7. PC初心者でもノビノビ定着できた6つの理由
「わっはっは」には、私のような超初心者でも無理なく続けられる環境が整っています。
- 利用者一人に一台の専用PC: 自分のペースで作業に没頭できます。
- 丁寧なステップアップ: 電源の入れ方からタイピングやデザインのスキルアップまで、着実に進められます。
- 新鮮で刺激的な課題: 「Canva」を使ったクリエイティブな課題は、毎日の大きな刺激です。
- 心に染みる美味しいお弁当: 近所のB型事業所が作ってくれた温かい食事をいただける幸せを噛みしめています。
- メリハリのある休憩: 午前・午後に10分、昼に1時間と、しっかり休めます。
- 心地よいパーソナルスペース: 観葉植物のある広い空間で、リラックスして集中できます。

8. 通所ペースの作り方と、家族に伝える「仕事」の形
現在は週3日の通所。
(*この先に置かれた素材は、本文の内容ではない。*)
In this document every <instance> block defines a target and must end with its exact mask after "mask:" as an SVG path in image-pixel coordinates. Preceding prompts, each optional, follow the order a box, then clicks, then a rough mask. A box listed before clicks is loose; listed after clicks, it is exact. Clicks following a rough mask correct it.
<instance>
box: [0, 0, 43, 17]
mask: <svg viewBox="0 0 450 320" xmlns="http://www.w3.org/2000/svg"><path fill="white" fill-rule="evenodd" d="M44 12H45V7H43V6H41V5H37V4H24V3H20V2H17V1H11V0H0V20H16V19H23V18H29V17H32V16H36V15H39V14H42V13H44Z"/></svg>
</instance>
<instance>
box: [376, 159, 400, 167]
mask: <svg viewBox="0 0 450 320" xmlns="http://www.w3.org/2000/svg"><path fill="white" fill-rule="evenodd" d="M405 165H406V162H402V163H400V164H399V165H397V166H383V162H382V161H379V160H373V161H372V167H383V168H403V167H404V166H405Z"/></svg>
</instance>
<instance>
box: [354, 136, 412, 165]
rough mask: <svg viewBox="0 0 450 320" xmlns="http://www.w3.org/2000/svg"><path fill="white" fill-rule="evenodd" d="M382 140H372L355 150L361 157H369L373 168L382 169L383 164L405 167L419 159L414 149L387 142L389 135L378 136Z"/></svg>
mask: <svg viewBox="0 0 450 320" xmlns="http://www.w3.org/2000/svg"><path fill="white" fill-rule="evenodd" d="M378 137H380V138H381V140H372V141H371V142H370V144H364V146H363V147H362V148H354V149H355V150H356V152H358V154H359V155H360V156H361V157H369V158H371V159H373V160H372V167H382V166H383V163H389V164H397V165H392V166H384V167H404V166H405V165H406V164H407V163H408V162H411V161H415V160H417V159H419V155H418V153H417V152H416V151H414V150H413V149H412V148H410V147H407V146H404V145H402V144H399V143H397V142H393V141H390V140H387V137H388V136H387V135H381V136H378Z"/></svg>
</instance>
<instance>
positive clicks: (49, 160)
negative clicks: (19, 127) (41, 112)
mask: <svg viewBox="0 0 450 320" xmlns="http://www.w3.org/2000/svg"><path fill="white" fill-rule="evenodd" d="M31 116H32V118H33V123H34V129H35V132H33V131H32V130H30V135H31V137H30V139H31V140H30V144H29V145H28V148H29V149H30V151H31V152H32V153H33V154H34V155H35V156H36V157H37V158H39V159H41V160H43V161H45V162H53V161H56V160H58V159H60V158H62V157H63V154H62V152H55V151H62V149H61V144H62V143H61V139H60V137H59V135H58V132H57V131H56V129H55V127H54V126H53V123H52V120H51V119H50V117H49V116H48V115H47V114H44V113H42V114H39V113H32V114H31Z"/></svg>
小学生の息子には、ここを「お仕事に行く場所」だと伝えています。毎日「お仕事」へ向かう私の背中を見て、子どもなりに何かを感じ取ってくれているようです。
自分の時間の使い方が下手で苛立ってしまう日もありますが、そんな自分も受け入れながら、スタッフさんと相談して一歩ずつ進んでいます。
9. まとめ:今の私から、一歩を踏み出したいあなたへ
B型作業所「わっはっは」に通い始めて、生活に心地よいメリハリが生まれました。 なまっていたスキルを磨き直し、新しいデザインに挑戦する。その一つひとつが、私の自信を取り戻させてくれました。
もし、あなたが過去の挫折や今の環境に悩んでいるなら、まずは自分にぴったりの「距離」と「環境」を探してみてください。 「わっはっは」のような温かい場所が、あなたの新しい人生の拠点になってくれるはずです。